Note that it is UNSAFE to maintain pointers or references to any of these arguments (or any other argument passed by reference into any other function in this API) beyond the scope of the function call in question. For example, do not store a reference to the server interface or the input block on an instance variable. Vertica may free and replace these objects.

Parameters
srvInterfacea ServerInterface object used to communicate with Vertica
inputinput data buffer
input_stateinput state
Exceptions
UdfExceptionUDF problem
DestroyInvocationInvocation needed to be destroyed

◆ setup()

void com.vertica.sdk.UDParser.setup ( ServerInterface  srvInterface,
SizedColumnTypes  returnType 
) throws UdfException

UDParser::setup()

Will be invoked during query execution, prior to the first time that process() is called on this UDParser instance for a particular input source.

May optionally be overridden to perform setup/initialization.

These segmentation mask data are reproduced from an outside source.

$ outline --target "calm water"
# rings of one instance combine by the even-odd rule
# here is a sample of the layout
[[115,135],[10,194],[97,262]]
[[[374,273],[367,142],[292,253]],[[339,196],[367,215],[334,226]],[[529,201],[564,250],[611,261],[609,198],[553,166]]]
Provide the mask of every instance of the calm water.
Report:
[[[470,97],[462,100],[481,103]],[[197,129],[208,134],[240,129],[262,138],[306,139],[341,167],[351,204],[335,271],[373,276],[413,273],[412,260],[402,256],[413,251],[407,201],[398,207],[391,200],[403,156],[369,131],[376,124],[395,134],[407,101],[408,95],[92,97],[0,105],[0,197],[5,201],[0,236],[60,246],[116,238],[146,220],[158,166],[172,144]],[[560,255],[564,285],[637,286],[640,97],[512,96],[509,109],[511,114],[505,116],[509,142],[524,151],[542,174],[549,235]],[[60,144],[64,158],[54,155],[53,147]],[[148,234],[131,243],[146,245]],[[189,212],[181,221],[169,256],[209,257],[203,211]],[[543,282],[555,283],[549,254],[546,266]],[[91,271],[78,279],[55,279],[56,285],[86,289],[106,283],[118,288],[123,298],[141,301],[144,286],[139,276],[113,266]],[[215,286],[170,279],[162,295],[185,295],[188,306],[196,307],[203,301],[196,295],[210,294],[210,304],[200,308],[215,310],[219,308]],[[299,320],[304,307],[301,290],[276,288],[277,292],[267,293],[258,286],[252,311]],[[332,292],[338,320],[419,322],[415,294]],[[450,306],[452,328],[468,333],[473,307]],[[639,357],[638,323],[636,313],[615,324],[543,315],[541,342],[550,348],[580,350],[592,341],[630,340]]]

Note that UDParsers MUST BE RESTARTABLE! If loading large numbers of files, a given UDParsers may be re-used for multiple files. Vertica follows the worker-pool design pattern: At the start of COPY execution, several Parsers and several Filters are instantiated per node, by calling the corresponding prepare() method multiple times. Each Filter/Parser pair is then internally assigned to an initial Source (UDSource or internal). At that point, setup() is called; then process() is called until it is finished; then destroy() is called. If there are still sources in the pool waiting to be processed, then the UDFilter/UDSource pair will be given a second Source; setup() will be called a second time, then process() until it is finished, then destroy(). This repeats until all sources have been read.

Parameters
srvInterfacea ServerInterface object used to communicate with Vertica
returnTypetype of the return value
Exceptions
UdfExceptionUDF problem

Member Data Documentation

◆ writer

StreamWriter com.vertica.sdk.UDParser.writer
protected

Writer to write parsed tuples to. Has the same API as PartitionWriter, from the UDT framework.